The conditions for the coalescence of two pulsating spherical bubbles in a liquid in a weak low-frequency acoustic pressure field, as well as the conditions for absence of such a fusion, have been studied. Since the frequency of the pressure field is much lower than natural frequencies, the bubbles pulsate with identical relative amplitudes and phases.
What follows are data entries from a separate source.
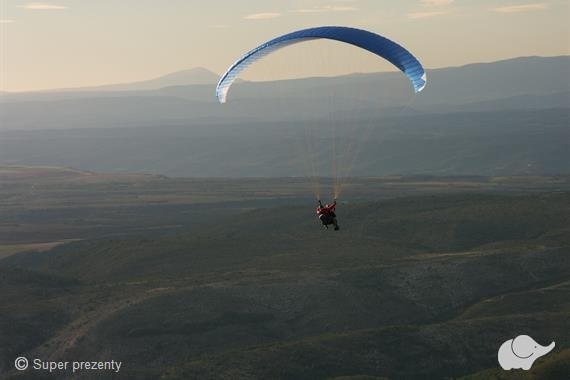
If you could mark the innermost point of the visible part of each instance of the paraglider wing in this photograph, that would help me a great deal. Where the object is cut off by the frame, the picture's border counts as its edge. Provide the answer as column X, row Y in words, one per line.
column 381, row 46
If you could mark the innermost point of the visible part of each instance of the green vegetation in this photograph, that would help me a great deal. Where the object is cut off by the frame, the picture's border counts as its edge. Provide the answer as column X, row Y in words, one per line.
column 212, row 279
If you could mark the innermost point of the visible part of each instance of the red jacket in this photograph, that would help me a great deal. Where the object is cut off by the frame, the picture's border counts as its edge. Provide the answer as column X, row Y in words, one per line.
column 326, row 209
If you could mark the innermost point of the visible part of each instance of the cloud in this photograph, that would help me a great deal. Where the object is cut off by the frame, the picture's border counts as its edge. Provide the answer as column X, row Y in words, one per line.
column 436, row 3
column 427, row 14
column 522, row 8
column 262, row 16
column 43, row 6
column 327, row 8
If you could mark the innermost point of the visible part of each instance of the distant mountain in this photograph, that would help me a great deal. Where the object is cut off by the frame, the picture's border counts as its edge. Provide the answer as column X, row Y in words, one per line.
column 196, row 76
column 500, row 118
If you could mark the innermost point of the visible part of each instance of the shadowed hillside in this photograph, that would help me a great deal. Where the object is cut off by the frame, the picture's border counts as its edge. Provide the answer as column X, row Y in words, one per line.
column 415, row 286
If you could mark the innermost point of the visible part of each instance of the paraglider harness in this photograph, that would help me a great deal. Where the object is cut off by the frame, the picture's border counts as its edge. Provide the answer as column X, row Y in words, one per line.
column 326, row 215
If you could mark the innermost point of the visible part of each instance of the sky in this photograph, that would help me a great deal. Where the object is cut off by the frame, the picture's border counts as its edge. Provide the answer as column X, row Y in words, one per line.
column 75, row 43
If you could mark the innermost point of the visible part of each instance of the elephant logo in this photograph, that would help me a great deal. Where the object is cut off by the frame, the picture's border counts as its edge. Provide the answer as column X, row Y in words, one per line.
column 521, row 352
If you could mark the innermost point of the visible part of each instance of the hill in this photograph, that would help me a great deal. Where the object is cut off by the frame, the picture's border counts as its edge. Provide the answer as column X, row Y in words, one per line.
column 416, row 286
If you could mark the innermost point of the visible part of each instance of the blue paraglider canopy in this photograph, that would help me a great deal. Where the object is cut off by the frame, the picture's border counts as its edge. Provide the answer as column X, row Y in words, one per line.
column 381, row 46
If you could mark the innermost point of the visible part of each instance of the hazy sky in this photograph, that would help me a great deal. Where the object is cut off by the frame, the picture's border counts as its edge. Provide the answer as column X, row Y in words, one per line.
column 72, row 43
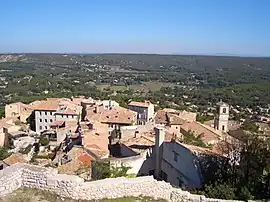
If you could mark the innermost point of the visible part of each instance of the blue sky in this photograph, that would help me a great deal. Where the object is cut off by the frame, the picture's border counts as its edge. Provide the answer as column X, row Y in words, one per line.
column 237, row 27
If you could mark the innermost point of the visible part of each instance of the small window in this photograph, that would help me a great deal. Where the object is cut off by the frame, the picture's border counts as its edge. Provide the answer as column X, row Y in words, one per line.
column 175, row 156
column 180, row 182
column 151, row 172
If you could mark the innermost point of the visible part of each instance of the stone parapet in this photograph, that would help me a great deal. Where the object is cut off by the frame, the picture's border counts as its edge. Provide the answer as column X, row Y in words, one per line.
column 70, row 186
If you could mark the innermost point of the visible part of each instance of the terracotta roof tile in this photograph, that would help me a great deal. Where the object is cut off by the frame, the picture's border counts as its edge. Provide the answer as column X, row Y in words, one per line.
column 85, row 158
column 15, row 158
column 115, row 115
column 140, row 104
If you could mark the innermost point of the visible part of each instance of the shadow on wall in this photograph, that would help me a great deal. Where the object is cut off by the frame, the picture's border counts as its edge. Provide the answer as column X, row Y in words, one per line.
column 31, row 121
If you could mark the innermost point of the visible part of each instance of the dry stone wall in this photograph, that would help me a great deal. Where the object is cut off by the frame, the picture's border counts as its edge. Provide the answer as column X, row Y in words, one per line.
column 24, row 175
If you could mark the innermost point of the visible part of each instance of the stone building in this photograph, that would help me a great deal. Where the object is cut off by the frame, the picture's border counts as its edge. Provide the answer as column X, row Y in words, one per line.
column 222, row 117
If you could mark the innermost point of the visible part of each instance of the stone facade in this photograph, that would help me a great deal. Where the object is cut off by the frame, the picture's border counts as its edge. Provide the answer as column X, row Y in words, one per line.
column 24, row 175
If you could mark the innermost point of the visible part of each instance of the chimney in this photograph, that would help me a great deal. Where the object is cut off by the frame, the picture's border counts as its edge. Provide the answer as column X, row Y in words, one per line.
column 96, row 109
column 160, row 136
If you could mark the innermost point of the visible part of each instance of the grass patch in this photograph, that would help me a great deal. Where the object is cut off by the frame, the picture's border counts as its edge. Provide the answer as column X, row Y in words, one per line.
column 33, row 195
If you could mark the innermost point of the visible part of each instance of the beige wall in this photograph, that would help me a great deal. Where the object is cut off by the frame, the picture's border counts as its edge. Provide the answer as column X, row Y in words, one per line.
column 18, row 110
column 12, row 110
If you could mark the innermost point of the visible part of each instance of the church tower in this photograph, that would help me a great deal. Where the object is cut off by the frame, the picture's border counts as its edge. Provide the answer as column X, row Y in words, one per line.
column 222, row 116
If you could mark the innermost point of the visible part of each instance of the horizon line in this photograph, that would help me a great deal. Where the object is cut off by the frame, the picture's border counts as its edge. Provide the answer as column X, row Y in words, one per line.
column 137, row 53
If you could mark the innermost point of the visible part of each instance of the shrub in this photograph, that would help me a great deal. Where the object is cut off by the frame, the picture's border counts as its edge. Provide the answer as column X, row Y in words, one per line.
column 26, row 150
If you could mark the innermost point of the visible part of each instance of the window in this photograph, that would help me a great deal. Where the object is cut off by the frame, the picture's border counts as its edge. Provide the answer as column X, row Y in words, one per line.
column 175, row 156
column 151, row 172
column 164, row 176
column 180, row 182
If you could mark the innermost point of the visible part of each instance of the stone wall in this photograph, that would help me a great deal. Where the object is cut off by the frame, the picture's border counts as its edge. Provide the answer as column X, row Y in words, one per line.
column 24, row 175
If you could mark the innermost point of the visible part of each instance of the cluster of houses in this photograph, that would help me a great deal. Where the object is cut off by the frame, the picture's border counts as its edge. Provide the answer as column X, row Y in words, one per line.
column 82, row 130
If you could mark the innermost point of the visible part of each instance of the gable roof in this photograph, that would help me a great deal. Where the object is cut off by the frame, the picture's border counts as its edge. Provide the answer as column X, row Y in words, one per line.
column 114, row 115
column 164, row 117
column 145, row 104
column 208, row 135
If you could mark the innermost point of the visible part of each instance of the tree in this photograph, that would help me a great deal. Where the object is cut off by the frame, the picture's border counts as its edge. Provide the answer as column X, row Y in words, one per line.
column 243, row 171
column 102, row 170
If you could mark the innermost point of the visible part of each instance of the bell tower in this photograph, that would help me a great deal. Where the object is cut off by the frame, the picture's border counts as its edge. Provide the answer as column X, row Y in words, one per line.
column 222, row 116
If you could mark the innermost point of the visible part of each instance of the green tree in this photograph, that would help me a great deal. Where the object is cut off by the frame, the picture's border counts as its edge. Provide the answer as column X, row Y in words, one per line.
column 2, row 112
column 102, row 170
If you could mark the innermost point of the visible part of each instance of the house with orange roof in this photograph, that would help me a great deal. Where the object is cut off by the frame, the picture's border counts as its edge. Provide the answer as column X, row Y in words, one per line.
column 170, row 121
column 145, row 111
column 180, row 164
column 113, row 117
column 162, row 155
column 7, row 125
column 54, row 109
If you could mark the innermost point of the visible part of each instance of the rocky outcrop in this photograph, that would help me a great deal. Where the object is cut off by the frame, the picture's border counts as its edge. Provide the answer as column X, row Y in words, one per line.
column 24, row 175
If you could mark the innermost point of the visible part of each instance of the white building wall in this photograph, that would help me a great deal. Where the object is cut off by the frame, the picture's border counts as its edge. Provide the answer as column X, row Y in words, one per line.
column 180, row 164
column 139, row 165
column 43, row 120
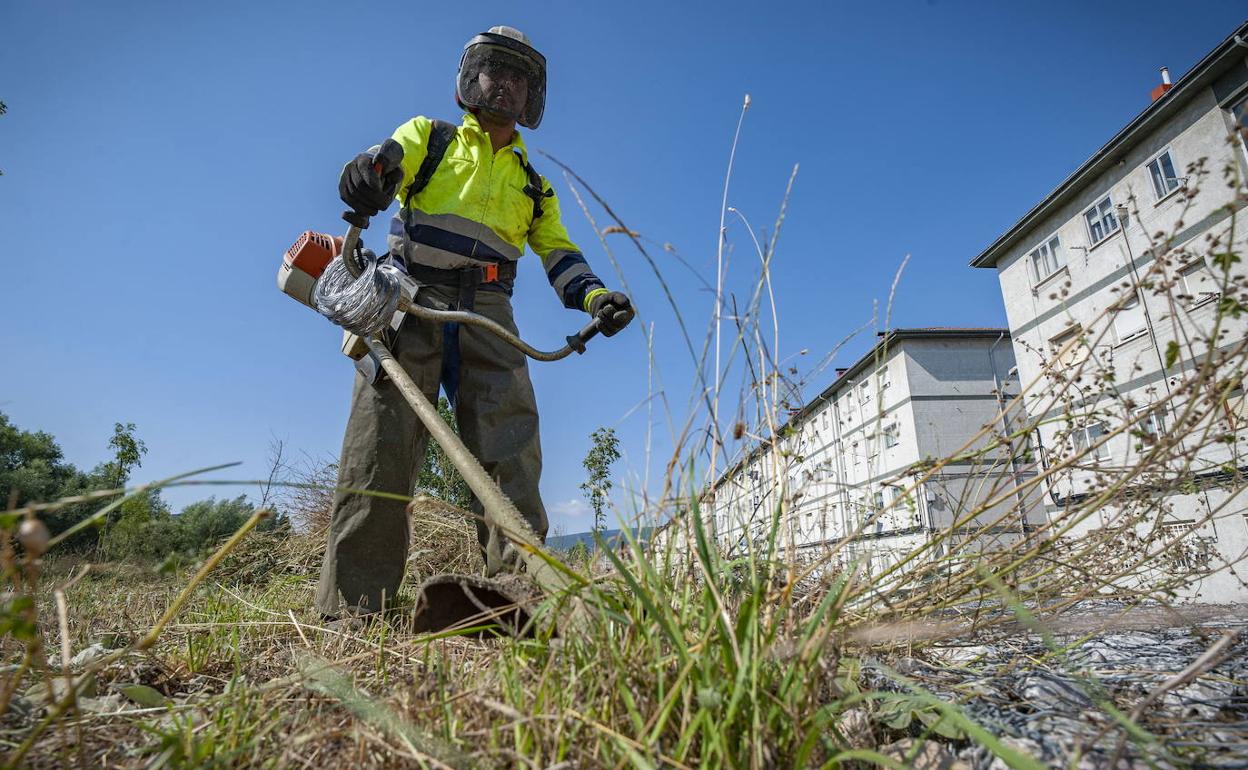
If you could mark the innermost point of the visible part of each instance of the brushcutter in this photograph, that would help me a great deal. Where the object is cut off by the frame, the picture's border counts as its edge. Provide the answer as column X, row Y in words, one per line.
column 340, row 278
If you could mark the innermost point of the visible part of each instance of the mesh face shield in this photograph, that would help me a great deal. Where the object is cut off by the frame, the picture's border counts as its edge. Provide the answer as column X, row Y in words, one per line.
column 503, row 76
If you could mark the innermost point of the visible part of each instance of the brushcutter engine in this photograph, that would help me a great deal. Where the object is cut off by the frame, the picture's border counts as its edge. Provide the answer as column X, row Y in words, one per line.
column 303, row 263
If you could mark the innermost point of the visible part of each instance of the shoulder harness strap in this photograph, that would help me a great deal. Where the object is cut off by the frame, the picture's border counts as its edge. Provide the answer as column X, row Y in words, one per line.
column 441, row 135
column 534, row 187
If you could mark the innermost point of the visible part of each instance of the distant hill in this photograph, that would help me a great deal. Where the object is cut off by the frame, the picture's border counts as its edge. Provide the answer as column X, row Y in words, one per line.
column 613, row 538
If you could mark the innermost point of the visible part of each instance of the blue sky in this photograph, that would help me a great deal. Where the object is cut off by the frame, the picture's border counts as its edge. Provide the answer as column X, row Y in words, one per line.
column 160, row 157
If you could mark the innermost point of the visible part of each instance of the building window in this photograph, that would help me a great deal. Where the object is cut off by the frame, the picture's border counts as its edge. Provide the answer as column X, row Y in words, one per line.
column 1068, row 357
column 1128, row 318
column 1047, row 258
column 1101, row 221
column 1150, row 423
column 1161, row 170
column 1198, row 283
column 1087, row 437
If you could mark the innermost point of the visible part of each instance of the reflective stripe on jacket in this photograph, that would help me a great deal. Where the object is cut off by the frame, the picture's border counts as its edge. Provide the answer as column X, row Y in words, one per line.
column 474, row 211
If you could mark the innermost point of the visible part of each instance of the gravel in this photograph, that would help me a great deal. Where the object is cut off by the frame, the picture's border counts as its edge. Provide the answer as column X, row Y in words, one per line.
column 1056, row 703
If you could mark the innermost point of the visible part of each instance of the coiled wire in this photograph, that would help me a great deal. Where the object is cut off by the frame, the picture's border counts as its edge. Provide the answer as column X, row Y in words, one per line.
column 362, row 306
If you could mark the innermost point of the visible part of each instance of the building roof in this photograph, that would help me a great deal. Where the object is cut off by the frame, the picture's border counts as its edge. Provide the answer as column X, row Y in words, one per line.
column 886, row 341
column 1228, row 54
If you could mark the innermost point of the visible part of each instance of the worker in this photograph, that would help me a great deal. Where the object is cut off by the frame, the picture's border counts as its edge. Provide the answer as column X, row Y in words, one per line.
column 469, row 201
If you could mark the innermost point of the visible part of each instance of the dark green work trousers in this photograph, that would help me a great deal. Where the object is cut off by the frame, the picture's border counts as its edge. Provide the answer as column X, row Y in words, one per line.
column 385, row 444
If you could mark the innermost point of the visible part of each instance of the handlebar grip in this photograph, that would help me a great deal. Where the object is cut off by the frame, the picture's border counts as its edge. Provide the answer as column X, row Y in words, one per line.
column 356, row 219
column 578, row 341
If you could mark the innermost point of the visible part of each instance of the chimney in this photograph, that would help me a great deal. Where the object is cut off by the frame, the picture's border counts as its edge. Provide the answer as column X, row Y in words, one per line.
column 1165, row 85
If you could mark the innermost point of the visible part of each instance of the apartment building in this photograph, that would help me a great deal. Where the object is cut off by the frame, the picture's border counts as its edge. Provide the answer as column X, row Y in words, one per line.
column 1113, row 273
column 854, row 462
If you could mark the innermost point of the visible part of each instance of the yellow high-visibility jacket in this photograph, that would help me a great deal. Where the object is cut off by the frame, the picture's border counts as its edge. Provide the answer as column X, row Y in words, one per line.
column 474, row 212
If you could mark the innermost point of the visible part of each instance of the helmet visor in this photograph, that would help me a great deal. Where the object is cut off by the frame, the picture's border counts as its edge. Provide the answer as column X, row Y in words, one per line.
column 502, row 80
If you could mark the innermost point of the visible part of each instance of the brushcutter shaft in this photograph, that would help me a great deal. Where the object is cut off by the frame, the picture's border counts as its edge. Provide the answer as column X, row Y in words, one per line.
column 499, row 511
column 575, row 342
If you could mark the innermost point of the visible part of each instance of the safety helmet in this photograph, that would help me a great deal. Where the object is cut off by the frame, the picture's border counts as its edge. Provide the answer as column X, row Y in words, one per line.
column 504, row 51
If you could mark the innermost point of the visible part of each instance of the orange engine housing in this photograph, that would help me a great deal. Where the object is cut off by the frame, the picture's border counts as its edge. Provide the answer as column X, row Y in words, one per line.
column 312, row 252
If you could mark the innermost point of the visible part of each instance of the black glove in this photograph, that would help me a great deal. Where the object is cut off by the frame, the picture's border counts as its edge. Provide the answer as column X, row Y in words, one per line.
column 613, row 310
column 365, row 190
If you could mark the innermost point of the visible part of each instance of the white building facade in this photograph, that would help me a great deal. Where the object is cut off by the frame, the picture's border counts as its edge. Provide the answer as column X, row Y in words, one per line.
column 851, row 468
column 1115, row 297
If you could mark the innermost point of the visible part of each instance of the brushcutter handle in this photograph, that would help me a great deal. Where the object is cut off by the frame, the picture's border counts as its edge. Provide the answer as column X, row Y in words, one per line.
column 578, row 341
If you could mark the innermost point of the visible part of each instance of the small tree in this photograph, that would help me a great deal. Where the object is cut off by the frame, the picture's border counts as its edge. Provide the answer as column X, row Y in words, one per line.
column 603, row 453
column 438, row 474
column 127, row 452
At large distances, bubbles approach according to the Bjerknes law. However, viscous forces near a contact can compensate the attraction force and bubbles do not coalesce. It has been shown that bubbles coalesce when the ratio of radii is smaller than 3; otherwise, periodic oscillations are established at a small gap between the surfaces of bubbles and coalescence does not occur. These theoretical results have been confirmed by existing experiments.

研究了在弱的低频声压场中液体中两个脉动球形气泡聚结的条件，以及不存在这种融合的条件。由于压力场的频率远低于自然频率，因此气泡以相同的相对振幅和相位脉动。在远距离处，气泡会根据Bjerknes法则接近。但是，接触点附近的粘性力可以补偿吸引力，并且气泡不会聚结。结果表明，当半径比小于3时，气泡会聚结。否则，在气泡表面之间的小间隙处会形成周期性振荡，并且不会发生聚结。这些理论结果已被现有实验证实。